As a writer, Galsworthy first mucked around with short stories and a novel all written under the pseudonym John Sinjohn. Then he wrote Pharisees (1904) under his own name, and in 1906 came out with the first novel in the Forsyte Saga, A Man of Property (1906). This novel harshed on the very society Galsworthy had come from: people relatively new to the upper middle class and eager to amass more property and wealth. Years later, after WWI, he wrote the other two novels in the saga and eventually three more (collectively called A Modern Comedy, 1929), and even a smattering of Forsyte short stories (On Forsyte Change, 1930). In an interesting twist, Galsworthy began over the years to sympathize more and more with the very class and characters he had harshed on to begin with. Hmm.
In 1967, the BBC did a television series of The Forsyte Saga, and Granada Television in the UK (with financial backing from an American PBS station) also did a mini-series in 2002 starring Damian Lewis as Soames Forsyte, and a very fine job Lewis did.
Fun but somewhat unsavory fact: Galsworthy’s wife, Ada Pearson, was formerly his cousin’s wife; they had an affair for a number of years before she was divorced and free to marry him in 1905. She was the model for the character Irene in The Forsyte Saga.

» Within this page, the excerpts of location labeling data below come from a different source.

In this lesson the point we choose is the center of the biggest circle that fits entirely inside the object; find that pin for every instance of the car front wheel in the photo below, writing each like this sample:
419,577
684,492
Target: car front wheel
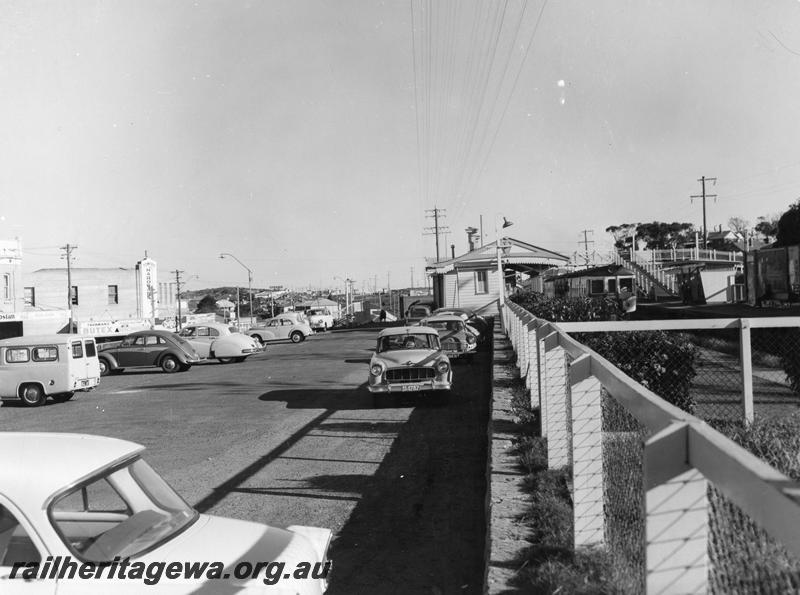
33,395
170,364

The fact that Galsworthy was very very popular and highly regarded, and then he was not, may lead one to wonder, what’s up with that? While there are still people buying and reading his books (look him up on Amazon and Goodreads), he’s not the first name to come to mind when you think of great early 20th century authors. The article linked here addresses this very question and even leads with Galsworthy as the great example. Enjoy.
Have a delightful Tuesday with pockets of much-needed rest and stay scrupulously honest to the data.